Hi, so sorry for you. You must be so worried about what meds you will go on now. It's so hard having a big flare up and can't believe you managed to shop with that going on (very brave). Big hugs to you .....being on methotrexate and placquenil I understand. Just ignore your neighbour....she knows no better (if you don't experience this it is hard to explain/understand). Can they give you a steroid injection to ease your flare up for now. Please keep in touch and let us know how you get on re what meds they will put you on. PS: I sometimes have some lupus UK book marks on me and if people ask/or are a little bit ignorant as to what it is I have used that to show what it is. Big hugs to you and hope your flare eases soon xx
Good idea about the book marks. I have been taken off the methotrexate for same reasons. I have been on other heavy stuff all with the same effects on my liver. Am starting monthly steroid injections in january( depo medrone) have read lots of positive things so am hoping this will sort me out.
Thank you both for your replies....I did have a steroid injection 2 weeks ago-and think I would probably be much worse if I had not had it, I have to ring my Rhuemy on Monday (he had left today and only spoke to the Nurse (who is lovely), to see what the next step might be, and I think they are waiting on me having a scan, but I think that's going to take up to 2 weeks to come through. I am feeling quite a bit better now, had a nice hot bath and managed to put the shopping away!! And, mstr, I did write the rant to give people a laugh, because even though, when you are in pain, it hurts to laugh, I do think that 'laughter is the best medicine!!'
6161...when you had problems with your liver, did it upset your stomach/bowels? i.e one minute really loose, the next being really constipated? Also, my tummy (at the top, where the liver is) has been making really bubbling noises.....I have never experienced anything like it!!! Liver is not painful as such (thats just everywhere else!!)but has been quite tender to the touch, although it seems better now. Ah, the joys of having Lupus!!

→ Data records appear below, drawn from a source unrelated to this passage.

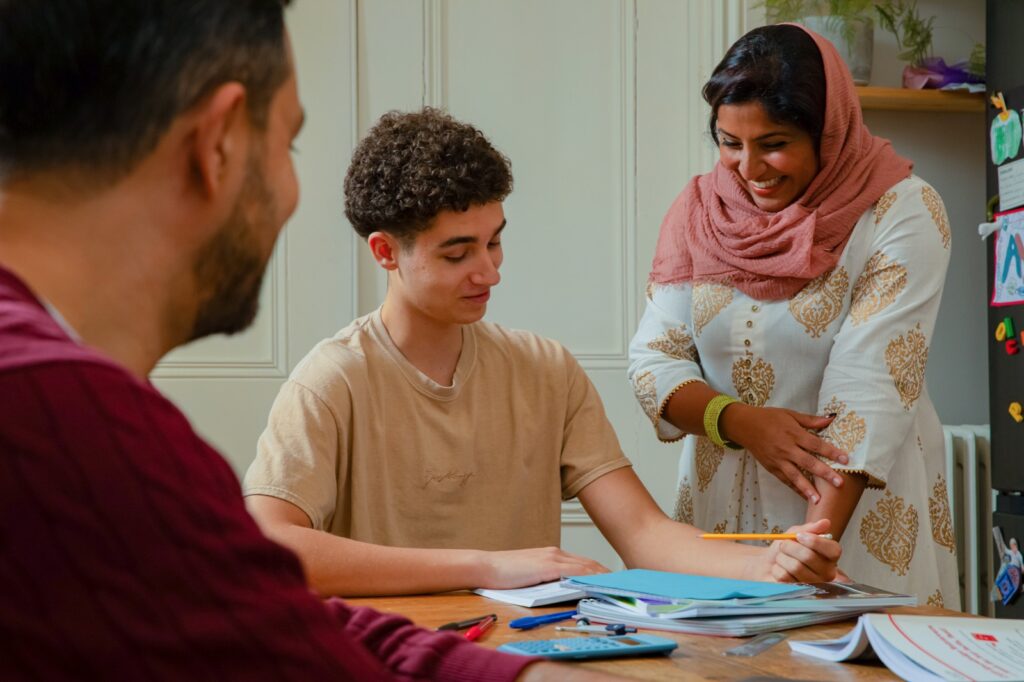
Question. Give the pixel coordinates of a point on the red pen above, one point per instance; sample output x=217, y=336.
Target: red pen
x=474, y=633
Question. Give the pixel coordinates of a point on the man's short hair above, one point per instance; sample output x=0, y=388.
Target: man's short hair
x=92, y=85
x=412, y=166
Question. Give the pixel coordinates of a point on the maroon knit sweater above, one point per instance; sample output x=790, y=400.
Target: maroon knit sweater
x=126, y=552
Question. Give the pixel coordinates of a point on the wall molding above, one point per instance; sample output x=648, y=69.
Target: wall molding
x=190, y=364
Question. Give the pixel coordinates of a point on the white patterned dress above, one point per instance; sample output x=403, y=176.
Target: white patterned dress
x=853, y=342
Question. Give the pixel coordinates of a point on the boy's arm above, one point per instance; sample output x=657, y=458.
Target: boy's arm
x=644, y=537
x=336, y=565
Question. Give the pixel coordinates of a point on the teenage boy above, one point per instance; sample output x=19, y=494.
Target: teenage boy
x=423, y=450
x=144, y=175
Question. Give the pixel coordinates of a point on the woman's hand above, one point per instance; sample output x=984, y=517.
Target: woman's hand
x=780, y=441
x=810, y=558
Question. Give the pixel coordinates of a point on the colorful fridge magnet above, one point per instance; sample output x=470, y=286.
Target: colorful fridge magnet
x=1011, y=183
x=1008, y=287
x=1005, y=133
x=1008, y=581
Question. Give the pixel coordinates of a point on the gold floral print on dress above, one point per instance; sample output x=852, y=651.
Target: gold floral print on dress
x=889, y=531
x=684, y=503
x=934, y=204
x=709, y=299
x=708, y=457
x=754, y=380
x=847, y=430
x=877, y=288
x=906, y=357
x=938, y=512
x=676, y=343
x=646, y=391
x=819, y=303
x=884, y=204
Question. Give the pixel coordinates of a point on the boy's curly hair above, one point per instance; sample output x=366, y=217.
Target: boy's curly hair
x=412, y=166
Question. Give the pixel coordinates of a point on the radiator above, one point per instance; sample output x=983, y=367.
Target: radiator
x=970, y=483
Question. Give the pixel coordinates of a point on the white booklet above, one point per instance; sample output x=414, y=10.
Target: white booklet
x=536, y=595
x=931, y=648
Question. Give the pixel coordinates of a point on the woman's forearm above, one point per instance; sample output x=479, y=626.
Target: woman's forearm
x=837, y=504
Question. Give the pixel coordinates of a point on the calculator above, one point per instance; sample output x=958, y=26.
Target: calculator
x=591, y=647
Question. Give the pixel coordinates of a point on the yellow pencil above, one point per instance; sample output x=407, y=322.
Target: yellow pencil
x=755, y=536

Also the Bookmarks are a great idea, where did you get them?? Might just pop one in 'her next doors' Xmas card!!!Once again thanks for your replies Julie x
HI ....glad it's easing a bit. Yes I did see the funny side too it's like a scene from a comedy with you trying to get in and her jabbering on. But the book marks can be sent from Lupus UK. If you just contact Paul or anyone from Lupus UK office. xx
You can get the bookmarks from Lupus Uk Office . I keep a supply to give to people who need educating . I've had a lot of 'helpful ' suggestions over the years. They have to experience it to know what it is truly like. Glad your feeling better . Good Luck for the new treatment.x
Oh sorry...just seen your message and didn't mean to duplicate the bookmark info
Hi Julie, the bookmarks are from lupus news and views national office and are free. Regarding your scan, I presume it is for your liver?. I did have liver pain,( still do sometimes), my scan showed enlarged and fatty liver due to all meds not just methotrexate. My liver still gets inflamed from time to time and that's why I'm starting injections. I have to say that before diagnosing meds as cause, I had to convince docs that I am not an alcoholic!. I am lucky not to have had tummy upsets and I do feel for you. I would rather have pain than that. Good luck with your scan and hope they get you sorted soon.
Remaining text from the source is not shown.